Clusters are well-separated, indicating that PCA effectively captured the main patterns in the data, and K-means leveraged these patterns to form meaningful groups.

Conclusion

The analysis of the NYC Jobs dataset using PCA and K-means clustering yielded several key insights:

Dimensionality Reduction: PCA successfully reduced the dataset to two principal components while retaining most of the variance. This allowed for easier visualization and interpretation of job patterns.

Cluster Identification: K-means clustering revealed three distinct groups of jobs. These clusters reflected differences in the number of positions and salary ranges:

Cluster 1: Jobs with higher salaries but fewer openings.

Cluster 2: Jobs with moderate salaries and a moderate number of positions.

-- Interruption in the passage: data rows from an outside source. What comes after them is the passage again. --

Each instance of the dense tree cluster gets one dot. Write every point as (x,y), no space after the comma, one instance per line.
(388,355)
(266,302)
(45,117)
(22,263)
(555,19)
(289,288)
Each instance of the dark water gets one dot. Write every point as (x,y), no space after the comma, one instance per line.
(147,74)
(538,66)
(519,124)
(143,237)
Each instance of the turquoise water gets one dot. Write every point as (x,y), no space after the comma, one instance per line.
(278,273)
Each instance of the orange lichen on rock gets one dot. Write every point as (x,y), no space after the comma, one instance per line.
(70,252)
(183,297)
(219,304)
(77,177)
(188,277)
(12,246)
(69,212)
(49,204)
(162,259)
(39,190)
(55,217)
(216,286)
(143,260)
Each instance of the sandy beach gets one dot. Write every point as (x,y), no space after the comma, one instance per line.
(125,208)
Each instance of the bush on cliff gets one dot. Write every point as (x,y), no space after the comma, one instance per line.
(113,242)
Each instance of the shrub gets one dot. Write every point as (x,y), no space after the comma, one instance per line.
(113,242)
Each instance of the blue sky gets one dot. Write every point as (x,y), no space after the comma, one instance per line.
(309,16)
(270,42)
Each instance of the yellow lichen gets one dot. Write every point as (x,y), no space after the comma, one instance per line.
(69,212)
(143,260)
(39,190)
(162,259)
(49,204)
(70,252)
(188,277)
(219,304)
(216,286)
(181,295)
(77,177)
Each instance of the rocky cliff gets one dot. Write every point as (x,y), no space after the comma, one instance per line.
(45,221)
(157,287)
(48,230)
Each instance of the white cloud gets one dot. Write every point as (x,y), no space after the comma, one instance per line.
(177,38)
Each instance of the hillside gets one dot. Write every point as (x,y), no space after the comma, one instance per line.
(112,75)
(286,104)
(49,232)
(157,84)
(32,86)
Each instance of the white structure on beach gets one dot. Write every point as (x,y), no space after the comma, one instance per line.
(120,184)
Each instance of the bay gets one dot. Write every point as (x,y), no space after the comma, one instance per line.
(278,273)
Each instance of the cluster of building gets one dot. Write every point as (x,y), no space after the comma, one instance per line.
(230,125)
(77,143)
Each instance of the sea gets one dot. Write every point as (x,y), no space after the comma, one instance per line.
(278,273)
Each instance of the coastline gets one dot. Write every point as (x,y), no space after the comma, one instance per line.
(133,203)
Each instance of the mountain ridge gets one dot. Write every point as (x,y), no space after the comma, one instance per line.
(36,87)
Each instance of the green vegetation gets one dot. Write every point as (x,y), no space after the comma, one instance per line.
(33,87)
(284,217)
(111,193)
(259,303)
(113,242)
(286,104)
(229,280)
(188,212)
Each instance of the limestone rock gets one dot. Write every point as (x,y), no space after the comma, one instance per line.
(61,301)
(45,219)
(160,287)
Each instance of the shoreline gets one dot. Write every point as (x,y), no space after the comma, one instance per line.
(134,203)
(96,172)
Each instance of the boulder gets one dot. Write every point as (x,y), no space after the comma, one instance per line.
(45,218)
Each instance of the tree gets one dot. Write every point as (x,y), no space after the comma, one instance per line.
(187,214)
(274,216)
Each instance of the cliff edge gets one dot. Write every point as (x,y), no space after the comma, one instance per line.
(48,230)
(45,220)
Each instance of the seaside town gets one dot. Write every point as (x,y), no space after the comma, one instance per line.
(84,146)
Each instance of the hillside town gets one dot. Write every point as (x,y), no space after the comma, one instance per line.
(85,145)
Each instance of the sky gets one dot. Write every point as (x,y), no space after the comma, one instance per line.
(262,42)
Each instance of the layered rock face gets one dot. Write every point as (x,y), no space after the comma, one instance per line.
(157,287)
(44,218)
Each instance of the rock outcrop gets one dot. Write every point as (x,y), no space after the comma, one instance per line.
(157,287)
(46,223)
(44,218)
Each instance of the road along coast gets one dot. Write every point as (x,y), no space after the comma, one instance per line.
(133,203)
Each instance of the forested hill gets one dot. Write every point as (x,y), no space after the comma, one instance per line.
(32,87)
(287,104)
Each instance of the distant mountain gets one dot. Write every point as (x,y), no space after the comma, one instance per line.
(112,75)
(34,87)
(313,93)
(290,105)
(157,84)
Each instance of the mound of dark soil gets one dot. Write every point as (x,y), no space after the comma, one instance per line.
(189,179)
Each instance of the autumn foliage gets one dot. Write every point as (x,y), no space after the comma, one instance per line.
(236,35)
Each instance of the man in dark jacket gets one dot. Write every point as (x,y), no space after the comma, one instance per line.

Cluster 3: Jobs with lower salaries but multiple openings.

Insights for Workforce Planning: Understanding these clusters can assist agencies in decision-making related to recruitment priorities, salary adjustments, and resource allocation. For example, positions in high-salary clusters may require more targeted recruitment efforts due to limited openings.

Methodological Value: The combination of PCA for dimensionality reduction and K-means for clustering provides a robust framework for exploratory analysis in public sector workforce datasets.

Overall, this analysis demonstrates how unsupervised learning techniques can uncover meaningful patterns in large employment datasets, offering a foundation for more in-depth studies by job type, agency, or geographic region.

References

New York City Open Data. (n.d.). NYC Jobs Dataset. Retrieved from https://data.cityofnewyork.us/

Jolliffe, I. T., & Cadima, J. (2016). Principal component analysis: A review and recent developments. Philosophical Transactions of the Royal Society A: Mathematical, Physical and Engineering Sciences, 374(2065), 20150202.

Kaufman, L., & Rousseeuw, P. J. (2009). Finding Groups in Data: An Introduction to Cluster Analysis. John Wiley & Sons.

Wickham, H., Averick, M., Bryan, J., Chang, W., McGowan, L., François, R., … & Yutani, H. (2019). Welcome to the tidyverse. Journal of Open Source Software, 4(43), 1686.

Husson, F., Josse, J., Le, S., & Mazet, J. (2019). FactoMineR: Multivariate Exploratory Data Analysis and Data Mining. R package version 2.4.